Given his knowledge in financial matters, for Moreno, the economy was also present in his writing, he wrote many monographs about it, one of them was "La cuestión monetaria en el Paraguay" (The financial matter in Paraguay), published in 1902. In it, he made an analysis of the productive balance and the consequences of the national currency’s devaluation.

- "Los tratados con Bolivia" (The treaties with Bolivia), 1903
- "Informes sobre Impuestos Internos" (Reports about Internal Taxes), 1906
- "Historia económica del Paraguay" (Economical history of Paraguay), 1911
- "Inmigración y colonización antes y después de la guerra" (Immigration and colonization before and after the war), 1911

In the same year he published a writing of great diffusion: "Estudio sobre la Independencia del Paraguay" (Study about the Paraguayan Independence) with motive of the centenary of the Paraguayan Independence.

- In 1913 he published his essay "El mundo de los átomos" (The world of atoms)
- In 1924 "Los guaraníes en el antiguo Tucumán" (The Guaraní in the old Tucumán)
- In 1926 "La ciudad de Asunción" (The city of Asunción). In this one, he described meticulously the city’s process of formation since the colonial times until the independence.

The same year, he published "Extensión territorial del Paraguay al oeste de su río" (The extension of the Paraguayan territory at the west side of the river).

He was a renowned journalist, permanent writer in "La Prensa" of Buenos Aires.

==Historical labor==
Moreno ruled out the supposition of how influential was José Gaspar Rodríguez de Francia for the independence of Paraguay. He maintained that: "We can not identify the Paraguayan independence with Francia or attribute him the formation of our nationality because these affirmation, moreover than being contrary to the normal development of countries, are opposite to the documents and historical proves. The way of feeling and thinking of centuries does not change in a day with the effort of just one man."

Raúl Amaral affirms that Moreno’s historical work would have been of great diversity if he would not have been so focused on the problems in Chaco, which consumes great part of his efforts. His work about the Guaraní migration though, exposed in his investigations about the Chaco is of great value.

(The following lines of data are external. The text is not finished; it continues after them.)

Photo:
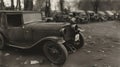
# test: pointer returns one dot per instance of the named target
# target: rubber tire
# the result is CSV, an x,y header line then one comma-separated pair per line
x,y
61,47
81,41
2,44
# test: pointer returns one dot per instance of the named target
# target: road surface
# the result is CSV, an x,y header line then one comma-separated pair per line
x,y
101,49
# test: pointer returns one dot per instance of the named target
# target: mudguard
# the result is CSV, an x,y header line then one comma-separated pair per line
x,y
55,39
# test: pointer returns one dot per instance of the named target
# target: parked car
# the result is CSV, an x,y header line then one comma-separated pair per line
x,y
92,15
110,15
81,16
26,30
60,17
102,16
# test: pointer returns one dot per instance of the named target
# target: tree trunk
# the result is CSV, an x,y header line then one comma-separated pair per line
x,y
2,6
61,5
18,6
28,4
12,4
48,8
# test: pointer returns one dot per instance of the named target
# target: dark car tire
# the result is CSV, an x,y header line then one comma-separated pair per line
x,y
55,52
80,42
2,42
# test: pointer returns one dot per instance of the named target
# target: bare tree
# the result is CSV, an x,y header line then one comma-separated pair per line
x,y
2,6
48,8
96,5
18,6
28,4
62,5
12,4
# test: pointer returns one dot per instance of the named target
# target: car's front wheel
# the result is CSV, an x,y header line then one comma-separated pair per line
x,y
79,41
2,42
56,53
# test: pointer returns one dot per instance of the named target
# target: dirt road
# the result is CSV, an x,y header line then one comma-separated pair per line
x,y
102,49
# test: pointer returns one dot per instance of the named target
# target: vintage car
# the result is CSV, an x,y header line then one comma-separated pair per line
x,y
92,15
110,15
26,30
81,16
102,16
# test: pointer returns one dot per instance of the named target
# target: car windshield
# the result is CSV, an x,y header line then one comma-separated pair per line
x,y
31,17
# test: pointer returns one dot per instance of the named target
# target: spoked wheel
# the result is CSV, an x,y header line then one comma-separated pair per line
x,y
2,42
79,41
56,53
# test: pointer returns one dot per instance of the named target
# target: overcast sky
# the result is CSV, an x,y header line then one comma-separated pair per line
x,y
54,3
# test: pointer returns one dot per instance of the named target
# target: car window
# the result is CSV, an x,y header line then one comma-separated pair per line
x,y
14,20
31,17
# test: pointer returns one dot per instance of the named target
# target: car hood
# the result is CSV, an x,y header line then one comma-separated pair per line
x,y
46,26
41,30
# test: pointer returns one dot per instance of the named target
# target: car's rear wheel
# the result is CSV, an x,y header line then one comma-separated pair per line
x,y
2,42
56,53
79,41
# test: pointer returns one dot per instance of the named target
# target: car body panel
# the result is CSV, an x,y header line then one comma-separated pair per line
x,y
27,33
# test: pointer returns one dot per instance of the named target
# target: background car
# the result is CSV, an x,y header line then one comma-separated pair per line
x,y
102,16
110,15
26,30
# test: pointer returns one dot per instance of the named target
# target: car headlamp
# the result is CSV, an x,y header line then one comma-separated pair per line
x,y
74,26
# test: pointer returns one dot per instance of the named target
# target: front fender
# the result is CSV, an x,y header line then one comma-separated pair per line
x,y
55,39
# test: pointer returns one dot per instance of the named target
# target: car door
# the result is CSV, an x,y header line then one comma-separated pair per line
x,y
15,28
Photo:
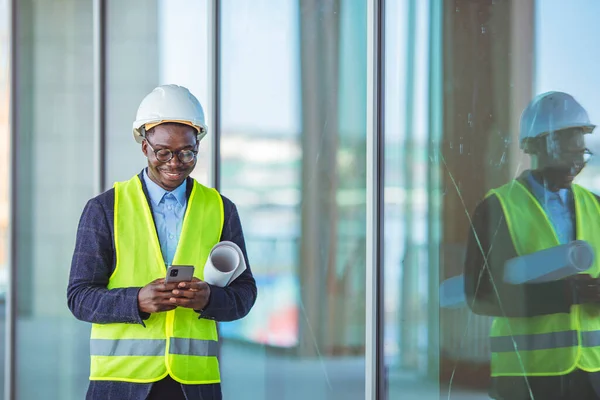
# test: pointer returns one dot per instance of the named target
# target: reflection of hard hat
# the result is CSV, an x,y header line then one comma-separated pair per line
x,y
169,103
551,112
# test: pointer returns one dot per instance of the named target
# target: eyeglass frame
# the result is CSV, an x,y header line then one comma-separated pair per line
x,y
178,152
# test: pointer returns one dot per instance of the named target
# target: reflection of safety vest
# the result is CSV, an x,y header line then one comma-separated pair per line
x,y
553,344
177,343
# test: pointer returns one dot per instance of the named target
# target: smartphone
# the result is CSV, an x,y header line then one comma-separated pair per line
x,y
179,273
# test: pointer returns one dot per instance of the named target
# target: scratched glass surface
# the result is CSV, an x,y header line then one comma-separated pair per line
x,y
458,77
293,146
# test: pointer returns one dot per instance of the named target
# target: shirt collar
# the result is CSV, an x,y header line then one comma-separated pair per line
x,y
542,193
157,193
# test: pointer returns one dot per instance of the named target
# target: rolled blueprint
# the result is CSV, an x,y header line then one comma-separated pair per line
x,y
550,264
224,264
452,292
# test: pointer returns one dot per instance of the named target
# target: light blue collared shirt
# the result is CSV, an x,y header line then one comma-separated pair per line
x,y
168,209
558,207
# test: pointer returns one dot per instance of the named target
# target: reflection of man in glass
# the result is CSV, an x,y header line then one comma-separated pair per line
x,y
545,338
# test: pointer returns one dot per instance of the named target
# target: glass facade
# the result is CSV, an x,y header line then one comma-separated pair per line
x,y
287,86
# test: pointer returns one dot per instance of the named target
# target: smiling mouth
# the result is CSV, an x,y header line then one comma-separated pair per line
x,y
172,175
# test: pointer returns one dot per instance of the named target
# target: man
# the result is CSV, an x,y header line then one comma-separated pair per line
x,y
545,337
150,339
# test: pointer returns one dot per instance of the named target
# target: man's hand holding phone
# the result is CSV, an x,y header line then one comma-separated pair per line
x,y
155,297
194,294
178,289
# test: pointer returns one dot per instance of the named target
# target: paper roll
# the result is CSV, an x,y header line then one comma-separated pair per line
x,y
224,264
452,292
550,264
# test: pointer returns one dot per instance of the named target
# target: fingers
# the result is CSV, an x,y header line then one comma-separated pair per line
x,y
164,287
197,285
188,294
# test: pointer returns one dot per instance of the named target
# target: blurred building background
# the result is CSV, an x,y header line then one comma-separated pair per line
x,y
288,143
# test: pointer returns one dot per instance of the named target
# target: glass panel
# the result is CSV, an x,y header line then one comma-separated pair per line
x,y
293,160
4,175
459,78
54,181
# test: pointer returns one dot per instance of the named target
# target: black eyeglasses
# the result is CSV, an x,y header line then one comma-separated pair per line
x,y
165,155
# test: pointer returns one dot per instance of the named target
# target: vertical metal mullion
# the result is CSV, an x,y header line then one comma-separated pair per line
x,y
436,77
99,16
375,388
215,80
10,363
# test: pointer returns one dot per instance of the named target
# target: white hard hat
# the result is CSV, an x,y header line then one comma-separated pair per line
x,y
551,112
169,103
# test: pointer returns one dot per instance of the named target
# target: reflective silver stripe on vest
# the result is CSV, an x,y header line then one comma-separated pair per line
x,y
590,339
127,347
540,341
194,347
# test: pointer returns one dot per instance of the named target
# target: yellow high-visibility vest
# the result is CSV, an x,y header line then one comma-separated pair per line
x,y
177,342
555,344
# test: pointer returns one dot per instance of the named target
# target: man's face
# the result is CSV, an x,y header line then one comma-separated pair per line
x,y
565,157
174,137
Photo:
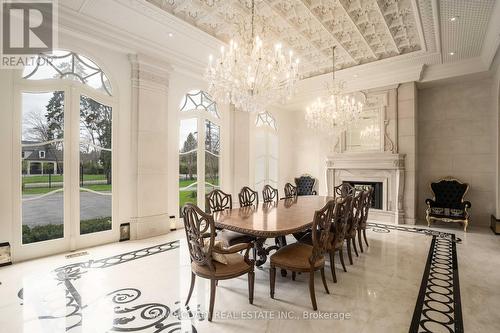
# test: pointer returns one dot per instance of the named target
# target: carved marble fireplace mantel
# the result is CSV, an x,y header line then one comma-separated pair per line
x,y
384,167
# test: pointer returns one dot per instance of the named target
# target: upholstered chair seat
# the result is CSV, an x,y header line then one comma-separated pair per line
x,y
448,204
296,257
306,185
236,266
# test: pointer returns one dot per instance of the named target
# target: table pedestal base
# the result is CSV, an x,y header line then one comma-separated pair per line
x,y
263,252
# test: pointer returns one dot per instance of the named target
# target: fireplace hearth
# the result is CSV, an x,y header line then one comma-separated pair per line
x,y
377,195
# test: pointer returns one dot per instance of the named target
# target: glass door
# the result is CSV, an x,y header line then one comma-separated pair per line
x,y
95,178
43,172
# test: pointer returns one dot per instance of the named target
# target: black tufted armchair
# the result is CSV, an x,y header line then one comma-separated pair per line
x,y
305,185
448,204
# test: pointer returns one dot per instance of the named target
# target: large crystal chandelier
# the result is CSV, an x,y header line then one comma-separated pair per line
x,y
336,112
250,74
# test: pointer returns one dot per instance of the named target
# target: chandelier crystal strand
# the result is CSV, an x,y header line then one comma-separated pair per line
x,y
336,112
251,75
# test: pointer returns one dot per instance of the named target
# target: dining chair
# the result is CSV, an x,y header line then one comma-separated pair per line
x,y
339,230
269,193
353,223
203,250
367,204
290,191
303,258
248,197
217,201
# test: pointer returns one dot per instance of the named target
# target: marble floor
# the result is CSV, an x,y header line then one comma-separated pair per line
x,y
408,279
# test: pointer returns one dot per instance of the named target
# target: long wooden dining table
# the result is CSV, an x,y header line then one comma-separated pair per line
x,y
271,220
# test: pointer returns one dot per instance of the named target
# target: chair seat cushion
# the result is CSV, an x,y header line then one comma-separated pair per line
x,y
450,213
295,256
235,266
230,238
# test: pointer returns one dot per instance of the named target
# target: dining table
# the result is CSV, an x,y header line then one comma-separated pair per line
x,y
275,219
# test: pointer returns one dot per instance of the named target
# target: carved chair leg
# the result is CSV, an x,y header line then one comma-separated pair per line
x,y
272,279
349,253
213,286
332,266
360,241
341,255
251,281
324,280
354,246
311,290
193,278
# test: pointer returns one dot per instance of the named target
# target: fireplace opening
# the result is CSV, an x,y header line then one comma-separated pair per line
x,y
377,191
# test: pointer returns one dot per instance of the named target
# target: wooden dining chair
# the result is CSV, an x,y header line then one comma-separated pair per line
x,y
338,230
301,257
353,223
290,191
269,194
217,201
248,197
200,236
367,204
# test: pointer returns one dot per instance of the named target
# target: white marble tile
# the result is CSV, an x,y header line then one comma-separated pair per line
x,y
378,292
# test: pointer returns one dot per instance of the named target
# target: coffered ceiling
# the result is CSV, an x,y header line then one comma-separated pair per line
x,y
363,30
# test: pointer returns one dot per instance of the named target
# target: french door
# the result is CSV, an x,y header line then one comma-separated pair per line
x,y
64,184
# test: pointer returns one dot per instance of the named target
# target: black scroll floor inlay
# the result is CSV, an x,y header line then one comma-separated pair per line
x,y
438,306
130,314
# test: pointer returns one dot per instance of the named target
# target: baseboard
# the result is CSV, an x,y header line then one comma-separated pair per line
x,y
495,225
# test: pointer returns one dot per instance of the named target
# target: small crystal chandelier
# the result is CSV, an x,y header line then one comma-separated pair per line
x,y
251,75
336,112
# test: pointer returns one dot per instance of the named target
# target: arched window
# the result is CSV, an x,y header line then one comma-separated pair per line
x,y
66,151
199,147
266,151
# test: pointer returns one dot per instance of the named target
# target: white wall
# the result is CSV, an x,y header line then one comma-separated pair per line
x,y
456,136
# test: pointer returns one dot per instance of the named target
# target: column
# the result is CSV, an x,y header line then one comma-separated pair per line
x,y
150,80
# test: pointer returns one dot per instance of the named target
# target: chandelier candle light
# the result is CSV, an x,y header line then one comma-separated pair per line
x,y
335,113
250,75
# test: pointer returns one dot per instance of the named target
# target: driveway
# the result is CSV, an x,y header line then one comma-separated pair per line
x,y
49,210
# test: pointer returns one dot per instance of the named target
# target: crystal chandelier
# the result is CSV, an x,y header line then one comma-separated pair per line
x,y
336,112
250,74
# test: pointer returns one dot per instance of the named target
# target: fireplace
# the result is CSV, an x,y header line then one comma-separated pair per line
x,y
377,195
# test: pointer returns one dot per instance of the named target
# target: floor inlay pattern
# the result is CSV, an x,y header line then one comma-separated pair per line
x,y
437,309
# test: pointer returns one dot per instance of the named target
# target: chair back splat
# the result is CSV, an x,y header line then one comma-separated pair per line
x,y
290,191
217,201
270,194
199,226
248,197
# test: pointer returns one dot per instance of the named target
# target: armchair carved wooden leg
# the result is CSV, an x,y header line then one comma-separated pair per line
x,y
251,281
213,286
364,236
272,280
341,255
360,242
332,266
311,290
193,278
354,247
349,253
324,280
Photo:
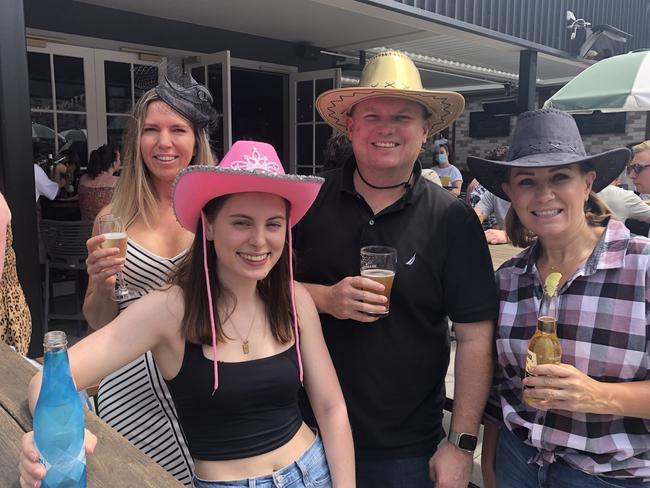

In the defense of Paraguayan interests in the conflict with Bolivia he pay special interest in the precise knowledge of the history, his obsessive dedication to this subject gave him the nickname of "Doctor de Límites" (Limits Doctor).

Moreno was awarded with several decorations, Paraguayans and Bolivians.

Moreno used to describe himself in a funny way: "I am republican, but I was a revolutionary fighter on October 18; I have several decorations without winning any battles, my name is Moreno (that means a person with dark skin) but I am white, I am sorry my friends, but I am no doctor."

==Last years==
He died in Asunción on December 9, 1933, at the age of 61.